Another area Begbie would like to see HRDs being brave around is executive pay. “HRDs need to be much more courageous taking a firm stance on things. [The RemCo] might not always go along with what you say, but you need to be prepared to stand up to them,” he says. “During the financial crisis some of the remuneration got out of hand and clearly drove the wrong behaviours, and HR needs to recognise its role in that and should have done something about it.”

While he doesn’t think the group HRD needs to be “the reward expert in the room”, getting experience in this field is vital. “As a group HRD you should be able to connect all the dots. How are you rewarding your most talented people?

How are you making sure you’re aligned with the strategic direction of the firm? The biggest value comes from stepping back, looking at the various stakeholder maps – employees, customers, communities, shareholders… – and coming up with a path through that which makes sense and can be explained.”

With the prime minister putting executive pay and corporate governance reform for listed firms on her agenda, Begbie believes there is a “strong case for the simplification of executive pay”, in particular getting rid of long-term incentive plans. Instead he foresees a world where executives are given base pay and a share award, which fluctuates in line with share price.

“I’m a big believer in transparency and I think things like [pay ratios and gaps] should be reported on,” he adds. “The press will report it anyway so we should face up to it and be transparent. HR needs to influence the business and the board to realise that being open and honest about these things sends a positive message. Employees aren’t daft – they can pick up an annual report and work things out.”

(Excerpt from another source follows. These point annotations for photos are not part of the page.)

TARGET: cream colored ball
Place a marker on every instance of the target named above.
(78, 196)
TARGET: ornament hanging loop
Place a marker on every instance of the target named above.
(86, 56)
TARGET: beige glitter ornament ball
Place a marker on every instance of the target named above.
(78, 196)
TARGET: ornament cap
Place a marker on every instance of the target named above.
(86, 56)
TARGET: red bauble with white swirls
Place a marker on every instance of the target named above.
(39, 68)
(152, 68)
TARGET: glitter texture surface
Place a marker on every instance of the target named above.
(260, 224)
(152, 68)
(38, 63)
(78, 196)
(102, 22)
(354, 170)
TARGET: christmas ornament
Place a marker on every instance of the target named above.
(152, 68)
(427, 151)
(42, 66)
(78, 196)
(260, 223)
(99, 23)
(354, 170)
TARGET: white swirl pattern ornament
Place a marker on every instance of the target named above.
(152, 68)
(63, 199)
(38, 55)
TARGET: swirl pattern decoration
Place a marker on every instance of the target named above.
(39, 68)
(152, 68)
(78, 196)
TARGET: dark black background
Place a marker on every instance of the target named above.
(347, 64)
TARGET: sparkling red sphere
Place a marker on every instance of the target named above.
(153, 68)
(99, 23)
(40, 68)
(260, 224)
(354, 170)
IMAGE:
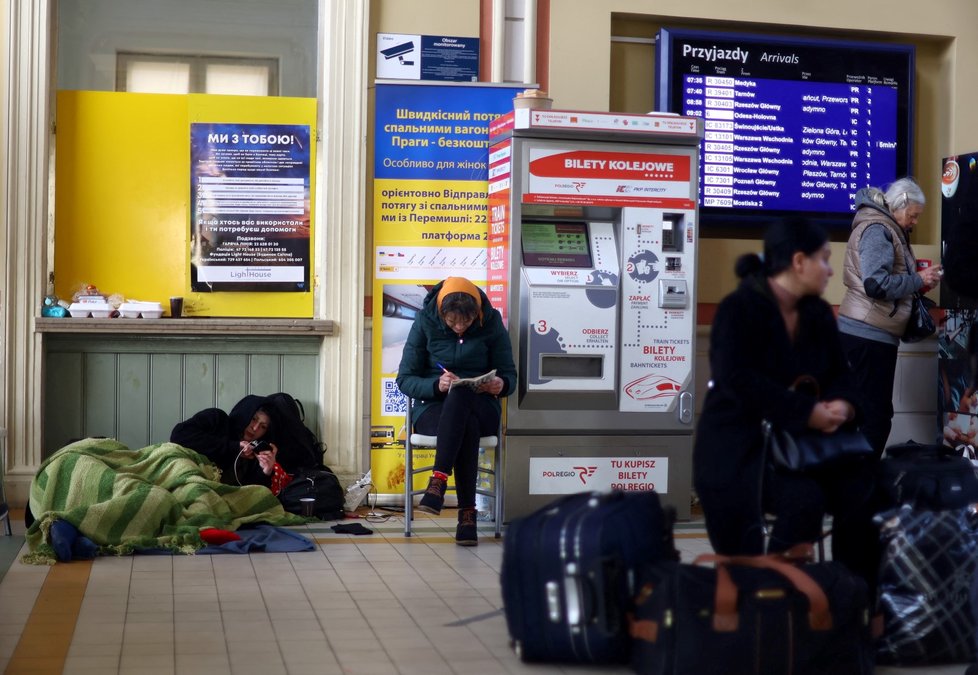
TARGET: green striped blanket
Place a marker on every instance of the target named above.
(158, 497)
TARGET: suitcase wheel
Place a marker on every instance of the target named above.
(517, 648)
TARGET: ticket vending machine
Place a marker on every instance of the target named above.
(592, 261)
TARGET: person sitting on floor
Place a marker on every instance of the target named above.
(240, 443)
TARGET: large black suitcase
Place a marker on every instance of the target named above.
(751, 616)
(926, 476)
(568, 573)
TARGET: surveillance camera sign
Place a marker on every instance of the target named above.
(427, 57)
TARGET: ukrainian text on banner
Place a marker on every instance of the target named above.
(250, 224)
(431, 151)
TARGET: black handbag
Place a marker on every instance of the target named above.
(319, 484)
(750, 616)
(801, 452)
(920, 325)
(813, 449)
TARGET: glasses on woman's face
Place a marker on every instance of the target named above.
(458, 322)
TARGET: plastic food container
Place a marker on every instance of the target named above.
(135, 309)
(83, 310)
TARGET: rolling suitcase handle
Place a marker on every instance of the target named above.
(725, 617)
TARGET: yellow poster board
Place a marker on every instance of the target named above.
(123, 194)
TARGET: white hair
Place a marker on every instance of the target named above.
(902, 193)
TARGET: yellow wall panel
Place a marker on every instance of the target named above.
(122, 196)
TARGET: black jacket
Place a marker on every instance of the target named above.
(217, 435)
(753, 363)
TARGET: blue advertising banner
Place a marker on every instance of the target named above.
(430, 218)
(250, 211)
(427, 57)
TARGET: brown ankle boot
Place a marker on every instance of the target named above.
(434, 497)
(466, 533)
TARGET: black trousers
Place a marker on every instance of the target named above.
(873, 366)
(458, 422)
(799, 502)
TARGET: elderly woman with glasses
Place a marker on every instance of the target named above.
(880, 274)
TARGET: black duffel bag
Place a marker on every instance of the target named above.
(934, 477)
(322, 485)
(751, 615)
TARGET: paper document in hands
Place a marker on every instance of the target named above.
(474, 382)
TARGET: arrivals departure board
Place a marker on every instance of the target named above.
(791, 127)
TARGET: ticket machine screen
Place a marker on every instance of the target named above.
(556, 245)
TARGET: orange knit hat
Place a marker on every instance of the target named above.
(460, 285)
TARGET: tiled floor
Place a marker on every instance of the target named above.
(372, 604)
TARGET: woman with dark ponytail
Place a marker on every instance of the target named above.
(774, 328)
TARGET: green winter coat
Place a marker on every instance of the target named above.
(481, 348)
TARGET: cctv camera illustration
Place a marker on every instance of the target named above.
(399, 51)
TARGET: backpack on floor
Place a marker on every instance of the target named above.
(320, 484)
(297, 444)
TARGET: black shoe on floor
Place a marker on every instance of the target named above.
(434, 497)
(466, 533)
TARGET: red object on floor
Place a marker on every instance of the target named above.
(212, 535)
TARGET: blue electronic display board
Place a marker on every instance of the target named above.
(791, 127)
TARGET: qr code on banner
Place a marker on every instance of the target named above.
(394, 402)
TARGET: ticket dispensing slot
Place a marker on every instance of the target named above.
(569, 303)
(571, 365)
(673, 294)
(672, 232)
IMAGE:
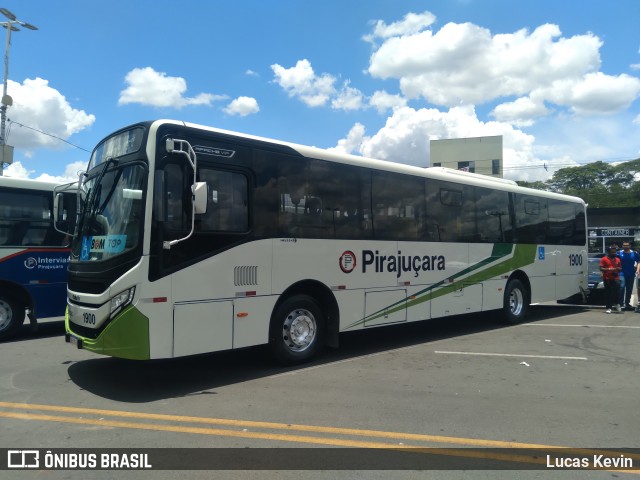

Being courageous and values-driven is clearly important to Begbie. As Standard Life builds its global presence, mainly in the US and Asia, being true to its values is critical. “The culture will be different [globally] by its very nature, but the values – what we stand for as an organisation – need to be replicated across the world.” In China, for example, where Begbie runs Standard Life’s joint venture with state-owned organisation Heng An Standard Life, the company’s long-term view (a hand-me-down of being a mutual until not so long ago) fits with the Chinese view of business.

“There’s a whole part of China you will never understand,” Begbie reflects. “The long-term nature of business there is what stands out to me. The Chinese are prepared to take short-term losses if they believe what they are doing is right for the long term. Although we are a FTSE 100 company we also take a long-term view, and I think one of the reasons the joint venture works is because some of those values align.”

He believes British companies in general “absolutely” could learn something from the Chinese long-term approach to business. “It’s about creating things that are sustainable,” he adds. You could say the same about his own approach to business and HR.